Yeah, and that sort of humility that you describe with sort of not necessarily knowing everything but asking questions. Is that sort of the premise for the work that you do with Brian Cox as well with your podcast?
Probably not Brian. No, he's very close. I think one of the things that I've really over the 20 years that I've been doing different kind of things with scientists, one of the most useful things I've got, I think, is a real respect for doubt and that, you know, the excitement of realising that the answer is not the exciting thing. The new questions that grow from the answer is the exciting thing. And certainly the way that I like monkey cage to be is not to go here is a module in which you will now learn for 43 minutes about this particular idea of astronomy or whatever it might be, but that you are excited by what you've heard. So it's not that we go, here we go. That's your module. What we're doing is having a discussion where often someone goes, oh, my God, I need to know more about flies or I need to know more about slinkies or whatever it might be. I think, you know, I think, again, this is the error in the education system, not from the teachers, I should add, but from the way the curriculums are created by governments, which is we shouldn't just be getting a, you know, here we go, here's the knowledge you need. What we really need is passion. So, you know, I get excited by, I mean, I mean, I'm lucky I've got a kind of mind is I always say, you know, that I have no depth whatsoever, but I'm a very, very broad puddle. It's like, you know, there's so many different things that if someone tells me a new story, I go, oh my God, that's absolutely amazing. I need to read about that. And then someone told, oh my God, I need to know about that. Whereas of course, Brian is, you know, very focused on the things that he's interested in. So I think that also helps as well. And also, I don't have any shame now about the way that I ask questions. You know, they are from a place of real, you know, genuine excitement and interest.
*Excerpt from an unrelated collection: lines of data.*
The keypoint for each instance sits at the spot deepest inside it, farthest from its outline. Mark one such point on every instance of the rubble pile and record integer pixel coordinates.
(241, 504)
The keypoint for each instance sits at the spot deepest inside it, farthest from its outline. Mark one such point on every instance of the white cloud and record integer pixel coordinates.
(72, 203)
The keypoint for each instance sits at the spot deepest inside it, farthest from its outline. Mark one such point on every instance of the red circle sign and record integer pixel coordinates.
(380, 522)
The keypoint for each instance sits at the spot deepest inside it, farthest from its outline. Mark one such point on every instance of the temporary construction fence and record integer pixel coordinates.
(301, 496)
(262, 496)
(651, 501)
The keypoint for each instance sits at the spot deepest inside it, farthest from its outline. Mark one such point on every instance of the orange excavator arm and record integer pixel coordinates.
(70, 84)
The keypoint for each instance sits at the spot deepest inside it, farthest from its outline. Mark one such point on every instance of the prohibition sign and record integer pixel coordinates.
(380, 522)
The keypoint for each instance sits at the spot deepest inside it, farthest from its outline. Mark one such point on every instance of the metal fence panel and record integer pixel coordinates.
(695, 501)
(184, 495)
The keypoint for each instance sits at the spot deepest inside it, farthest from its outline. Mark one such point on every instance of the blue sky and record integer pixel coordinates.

And sometimes they are too long with questions and sometimes I ask a question that's actually three different questions because I start asking a question and then in the middle my brain goes oh actually no I don't I think this might be the more interesting and by the third bit of the question it turns out the end of that is totally different and that but that's that's the ADHD mind of course that's you know which again is very useful I think for science communication or indeed communication of anything because it's a mind that is filled with so many connections being made.
Do you have to adjust how you sort of work with other people when you're collaborating with people, say with Kate Stables as opposed to Brian?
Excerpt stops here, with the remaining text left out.